Chaque adhésion provoque une révision des traités : le nombre de commissaires augmente, la pondération des voix et les questions de la majorité au sein du Conseil et du Parlement européen sont modifiées.

L’adhésion à l’UE implique de la part du nouvel Etat un certain nombre de sacrifices, des choix sociaux, économiques, juridiques, mais surtout des choix politiques, éthiques, et philosophico-politiques.

L’art.6UE montre que l’UE est fondée sur les principes de liberté, de démocratie, de respect des droits de l’Homme et des libertés fondamentales, ainsi que sur le principe de l’Etat de droit. L’adhésion à l’UE suppose une soumission à des valeurs et principes démocratiques et politiques qui sont supérieurs aux Etats, et qui constituent les valeurs communes de l’UE (« valeurs supra-constitutionnelles »).
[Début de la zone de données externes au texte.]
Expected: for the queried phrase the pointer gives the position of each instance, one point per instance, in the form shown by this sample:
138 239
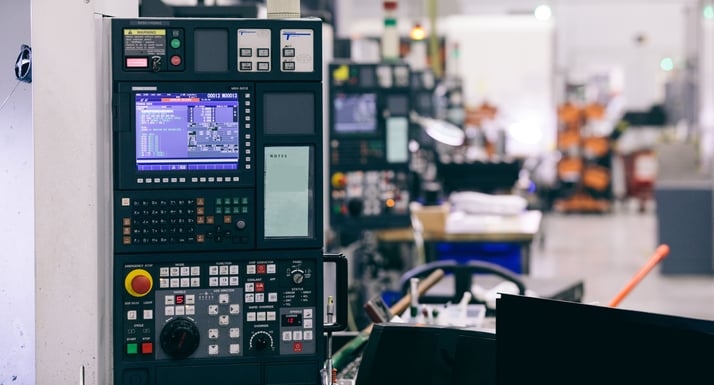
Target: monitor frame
129 176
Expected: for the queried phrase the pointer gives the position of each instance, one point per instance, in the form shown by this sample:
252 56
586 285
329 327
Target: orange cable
659 254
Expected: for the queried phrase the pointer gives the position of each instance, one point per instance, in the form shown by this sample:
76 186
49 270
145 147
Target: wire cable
2 106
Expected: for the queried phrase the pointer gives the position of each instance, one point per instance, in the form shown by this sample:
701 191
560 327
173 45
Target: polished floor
607 250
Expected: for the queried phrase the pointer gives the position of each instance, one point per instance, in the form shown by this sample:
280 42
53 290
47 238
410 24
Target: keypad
187 221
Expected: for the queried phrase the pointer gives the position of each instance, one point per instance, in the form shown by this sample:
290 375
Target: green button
132 349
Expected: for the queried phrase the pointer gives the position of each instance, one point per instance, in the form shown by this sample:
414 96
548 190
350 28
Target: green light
667 64
708 12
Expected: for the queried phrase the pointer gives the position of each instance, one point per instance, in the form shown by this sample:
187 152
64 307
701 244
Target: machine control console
213 219
220 309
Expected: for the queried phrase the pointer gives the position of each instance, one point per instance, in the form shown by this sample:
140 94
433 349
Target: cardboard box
432 219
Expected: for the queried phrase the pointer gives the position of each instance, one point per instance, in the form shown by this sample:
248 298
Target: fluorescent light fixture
667 64
441 130
543 12
525 132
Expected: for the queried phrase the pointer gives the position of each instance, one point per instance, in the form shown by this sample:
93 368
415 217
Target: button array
300 335
160 221
223 276
178 305
248 56
177 180
223 320
179 277
260 316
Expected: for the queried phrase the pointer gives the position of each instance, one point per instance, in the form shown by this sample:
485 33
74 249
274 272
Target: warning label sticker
144 42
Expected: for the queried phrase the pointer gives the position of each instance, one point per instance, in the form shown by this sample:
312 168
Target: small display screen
291 320
355 113
187 132
289 188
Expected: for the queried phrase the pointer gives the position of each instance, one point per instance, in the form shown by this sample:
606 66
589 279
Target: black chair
463 278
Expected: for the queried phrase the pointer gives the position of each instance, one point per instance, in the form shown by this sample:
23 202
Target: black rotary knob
261 341
180 338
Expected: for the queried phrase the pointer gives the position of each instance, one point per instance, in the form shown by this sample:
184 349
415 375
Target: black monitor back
544 341
428 355
485 177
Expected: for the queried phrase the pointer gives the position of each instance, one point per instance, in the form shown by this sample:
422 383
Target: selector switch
138 282
180 338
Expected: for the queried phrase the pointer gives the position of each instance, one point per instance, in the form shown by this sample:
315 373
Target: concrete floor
606 250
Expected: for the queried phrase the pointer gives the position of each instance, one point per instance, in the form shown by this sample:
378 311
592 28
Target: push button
138 282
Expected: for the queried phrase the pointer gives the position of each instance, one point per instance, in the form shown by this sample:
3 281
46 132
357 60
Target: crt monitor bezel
374 131
127 176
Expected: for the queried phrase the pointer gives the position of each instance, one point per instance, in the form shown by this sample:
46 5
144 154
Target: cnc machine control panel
368 147
217 187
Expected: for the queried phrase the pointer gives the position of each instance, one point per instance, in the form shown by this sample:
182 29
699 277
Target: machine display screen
355 113
187 131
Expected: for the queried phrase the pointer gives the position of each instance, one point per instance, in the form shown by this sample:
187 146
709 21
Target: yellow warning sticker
144 32
341 73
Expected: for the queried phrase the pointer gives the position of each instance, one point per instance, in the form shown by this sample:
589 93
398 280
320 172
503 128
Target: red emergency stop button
138 282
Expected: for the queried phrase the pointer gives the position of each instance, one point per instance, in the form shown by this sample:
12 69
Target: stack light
390 38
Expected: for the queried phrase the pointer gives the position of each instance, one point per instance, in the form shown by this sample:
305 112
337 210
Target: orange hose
659 254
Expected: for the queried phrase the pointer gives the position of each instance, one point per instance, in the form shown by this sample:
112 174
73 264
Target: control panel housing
369 183
216 208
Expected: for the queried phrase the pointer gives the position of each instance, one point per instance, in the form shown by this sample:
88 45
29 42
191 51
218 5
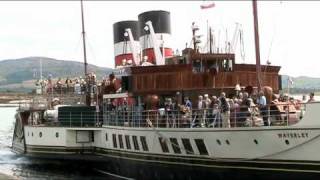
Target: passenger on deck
207 103
262 105
186 109
225 110
201 113
244 109
311 98
170 111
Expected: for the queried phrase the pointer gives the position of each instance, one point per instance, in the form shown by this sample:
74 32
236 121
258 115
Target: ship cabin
147 91
196 73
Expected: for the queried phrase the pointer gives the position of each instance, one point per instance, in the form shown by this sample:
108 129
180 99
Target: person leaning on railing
225 110
262 104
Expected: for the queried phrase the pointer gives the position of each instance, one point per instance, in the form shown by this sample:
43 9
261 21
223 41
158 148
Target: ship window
114 139
201 146
163 145
187 146
127 137
144 143
135 142
175 145
120 141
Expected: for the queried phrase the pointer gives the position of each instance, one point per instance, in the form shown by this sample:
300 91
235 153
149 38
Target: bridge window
187 146
163 145
114 139
135 142
201 146
175 145
120 141
127 137
144 143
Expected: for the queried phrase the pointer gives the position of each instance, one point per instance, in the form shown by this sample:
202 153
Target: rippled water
24 168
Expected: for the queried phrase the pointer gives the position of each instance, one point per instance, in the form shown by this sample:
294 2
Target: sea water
23 168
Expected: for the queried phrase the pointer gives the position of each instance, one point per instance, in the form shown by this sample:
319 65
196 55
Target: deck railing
238 117
279 115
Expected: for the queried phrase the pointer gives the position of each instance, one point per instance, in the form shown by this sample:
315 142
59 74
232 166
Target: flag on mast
207 6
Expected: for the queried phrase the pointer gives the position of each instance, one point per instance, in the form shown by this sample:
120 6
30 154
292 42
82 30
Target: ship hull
124 165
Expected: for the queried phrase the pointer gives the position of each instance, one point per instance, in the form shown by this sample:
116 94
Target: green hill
15 71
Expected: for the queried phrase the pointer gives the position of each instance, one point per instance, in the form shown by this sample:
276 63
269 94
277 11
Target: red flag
207 6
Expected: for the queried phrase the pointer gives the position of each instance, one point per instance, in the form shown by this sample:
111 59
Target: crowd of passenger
244 109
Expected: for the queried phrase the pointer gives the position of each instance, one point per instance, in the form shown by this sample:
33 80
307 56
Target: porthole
287 141
227 141
218 141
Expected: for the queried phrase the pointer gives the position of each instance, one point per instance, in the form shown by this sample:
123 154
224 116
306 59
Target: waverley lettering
293 135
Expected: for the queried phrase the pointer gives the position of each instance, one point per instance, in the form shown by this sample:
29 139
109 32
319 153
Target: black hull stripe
296 166
260 129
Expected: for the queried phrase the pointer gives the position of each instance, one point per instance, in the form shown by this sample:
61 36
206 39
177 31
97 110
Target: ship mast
84 42
88 88
256 35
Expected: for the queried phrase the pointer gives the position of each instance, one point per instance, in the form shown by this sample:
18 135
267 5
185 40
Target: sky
289 30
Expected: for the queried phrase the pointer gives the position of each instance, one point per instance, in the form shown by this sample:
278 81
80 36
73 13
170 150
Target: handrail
240 116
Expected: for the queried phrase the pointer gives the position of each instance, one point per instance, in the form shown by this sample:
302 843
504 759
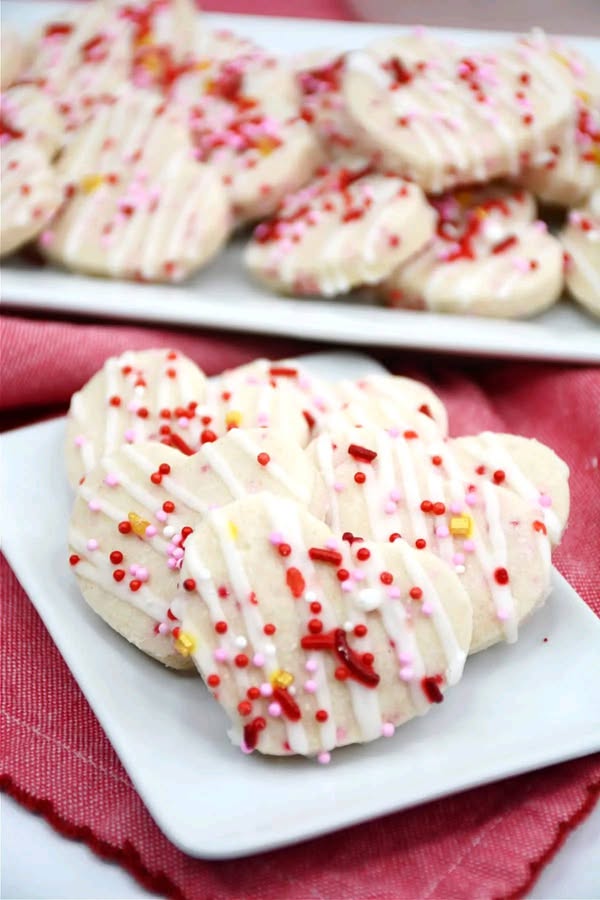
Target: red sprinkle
295 581
431 688
321 554
362 453
501 575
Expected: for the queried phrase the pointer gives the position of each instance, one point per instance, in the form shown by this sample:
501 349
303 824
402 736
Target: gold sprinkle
461 526
266 145
185 644
91 183
138 524
281 678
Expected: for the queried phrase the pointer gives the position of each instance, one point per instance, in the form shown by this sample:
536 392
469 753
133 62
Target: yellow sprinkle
461 526
91 183
281 678
138 524
266 145
185 644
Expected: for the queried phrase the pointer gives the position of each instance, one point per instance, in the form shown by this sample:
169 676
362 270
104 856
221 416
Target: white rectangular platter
517 708
222 296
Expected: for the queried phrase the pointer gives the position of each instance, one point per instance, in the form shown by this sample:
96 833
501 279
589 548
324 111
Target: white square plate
222 296
517 708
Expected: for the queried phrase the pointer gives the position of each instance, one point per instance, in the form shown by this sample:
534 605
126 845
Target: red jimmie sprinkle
322 554
501 575
295 581
431 688
362 453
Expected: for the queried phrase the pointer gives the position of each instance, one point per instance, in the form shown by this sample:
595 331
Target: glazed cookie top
306 642
348 227
386 485
451 115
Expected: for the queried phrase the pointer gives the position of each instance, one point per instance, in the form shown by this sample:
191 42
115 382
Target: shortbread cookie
12 56
486 259
137 204
29 190
161 395
243 117
453 116
581 241
306 643
387 485
135 511
316 396
320 77
347 228
26 109
386 401
569 172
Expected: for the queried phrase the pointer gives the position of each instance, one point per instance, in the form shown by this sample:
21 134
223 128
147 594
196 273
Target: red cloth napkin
486 843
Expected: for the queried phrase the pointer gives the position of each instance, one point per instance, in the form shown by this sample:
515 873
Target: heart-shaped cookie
387 484
136 509
162 395
308 641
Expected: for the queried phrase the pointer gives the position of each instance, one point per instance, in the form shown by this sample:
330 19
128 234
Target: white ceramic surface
517 708
222 296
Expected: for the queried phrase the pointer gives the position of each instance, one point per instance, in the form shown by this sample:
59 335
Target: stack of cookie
322 553
136 142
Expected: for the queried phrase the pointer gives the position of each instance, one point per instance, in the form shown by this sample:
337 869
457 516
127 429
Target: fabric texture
55 759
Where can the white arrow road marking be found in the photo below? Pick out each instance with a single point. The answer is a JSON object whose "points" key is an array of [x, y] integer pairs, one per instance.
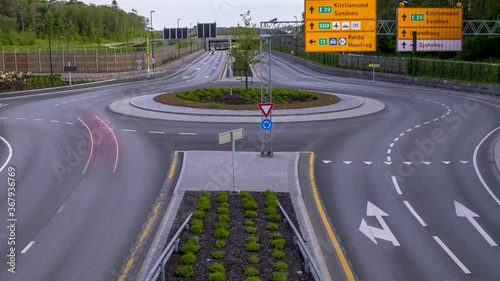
{"points": [[452, 256], [371, 232], [463, 212], [396, 185]]}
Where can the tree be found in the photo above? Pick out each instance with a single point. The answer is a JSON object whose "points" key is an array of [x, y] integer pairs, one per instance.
{"points": [[247, 38]]}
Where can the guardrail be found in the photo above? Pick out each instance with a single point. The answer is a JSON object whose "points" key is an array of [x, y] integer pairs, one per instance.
{"points": [[309, 264], [173, 245]]}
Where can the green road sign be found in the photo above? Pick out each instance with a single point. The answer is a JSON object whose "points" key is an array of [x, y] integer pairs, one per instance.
{"points": [[325, 25], [416, 17], [324, 9]]}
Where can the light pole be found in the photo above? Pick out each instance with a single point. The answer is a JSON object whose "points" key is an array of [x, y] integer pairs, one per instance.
{"points": [[152, 41]]}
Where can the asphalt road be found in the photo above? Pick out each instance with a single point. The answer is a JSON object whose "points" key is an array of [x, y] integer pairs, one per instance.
{"points": [[415, 166]]}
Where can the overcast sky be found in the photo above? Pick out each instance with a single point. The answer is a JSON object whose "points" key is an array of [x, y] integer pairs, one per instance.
{"points": [[223, 12]]}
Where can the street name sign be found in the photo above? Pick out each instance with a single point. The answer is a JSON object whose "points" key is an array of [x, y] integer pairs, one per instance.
{"points": [[340, 26], [436, 29]]}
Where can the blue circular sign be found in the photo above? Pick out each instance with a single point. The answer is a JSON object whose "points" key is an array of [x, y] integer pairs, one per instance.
{"points": [[266, 124]]}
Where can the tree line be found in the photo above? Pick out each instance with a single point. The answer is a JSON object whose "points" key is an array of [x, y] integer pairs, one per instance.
{"points": [[24, 22]]}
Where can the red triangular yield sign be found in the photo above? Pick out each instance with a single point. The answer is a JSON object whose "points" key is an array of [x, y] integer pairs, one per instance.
{"points": [[266, 108]]}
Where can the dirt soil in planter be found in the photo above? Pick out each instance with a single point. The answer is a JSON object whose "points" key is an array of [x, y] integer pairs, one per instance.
{"points": [[236, 256]]}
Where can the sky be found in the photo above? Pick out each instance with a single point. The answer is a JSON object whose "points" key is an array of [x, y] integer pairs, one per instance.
{"points": [[225, 13]]}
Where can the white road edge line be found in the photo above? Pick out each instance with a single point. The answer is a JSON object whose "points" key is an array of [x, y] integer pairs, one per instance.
{"points": [[116, 143], [27, 247], [414, 213], [10, 154], [396, 185], [474, 158], [452, 256]]}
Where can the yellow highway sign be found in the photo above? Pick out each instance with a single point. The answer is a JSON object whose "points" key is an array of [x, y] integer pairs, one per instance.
{"points": [[340, 25], [405, 33], [340, 41], [430, 17], [331, 10]]}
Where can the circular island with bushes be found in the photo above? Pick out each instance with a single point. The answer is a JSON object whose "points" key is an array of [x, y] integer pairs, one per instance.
{"points": [[239, 99]]}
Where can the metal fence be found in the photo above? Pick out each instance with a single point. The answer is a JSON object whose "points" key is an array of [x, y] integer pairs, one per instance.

En cas de manquement à ces principes, les art.6 et 7UE prévoient une procédure de suspension des droits conventionnels (droit de vote au sein du Conseil,…).
§3 : Prééminence des traités : la notion de Charte constitutionnelle.

A/ Affirmation de la notion de Charte Constitutionnelle.

Les traités communautaires ne sont pas des traités internationaux ordinaires : ils créent des institutions, instaurent un droit très élaboré, fixent des principes économiques, des politiques publiques et génèrent des principes politiques, éthiques, qui préfigurent à terme une certaine forme de fédéralisme européen.

La CJCE (juge de toute l’Union) a une vision très constructive de la nature juridique de ces traités.

CJCE, 29/11/1956 Fédéchar : l’avocat général Lagrange explique que le traité CECA bien que conclu sous la forme d’un traité international n’en constitue pas moins la « Charte des communautés ».

CJCE, 15/7/1964 Costa c/ E.N.E.L. : la CJCE considère que, bien que conclu sous la forme d’un traité international, le traité CEE reste une convention spécifique, particulière, autonome.

CJCE avis, 26/4/1977 : elle qualifie le traité CE de constitution interne (qualification jamais reprise).

CJCE, 23/4/1986 Parti Ecologiste « Les Verts » c/ Parlement Européen ; avis CJCE 14/12/1991 : elle qualifie le traité CE de « Charte constitutionnelle instituant une communauté de droits ». Cette notion de « communauté de droits » signifie que les traités constitutifs constituent des limites aux prérogatives des institutions, dont les actes sont susceptibles de contrôle juridictionnel, le Tribunal de Première Instance et la CJCE étant compétents pour apprécier leur validité (= constitutionnalisation des traités).

Cette qualification de « charte communautaire créant une communauté de droit », qui ne concerne que la CE, pourrait être étendue au traité UE.

B/ Les critères constitutifs de la notion de Charte constitutionnelle.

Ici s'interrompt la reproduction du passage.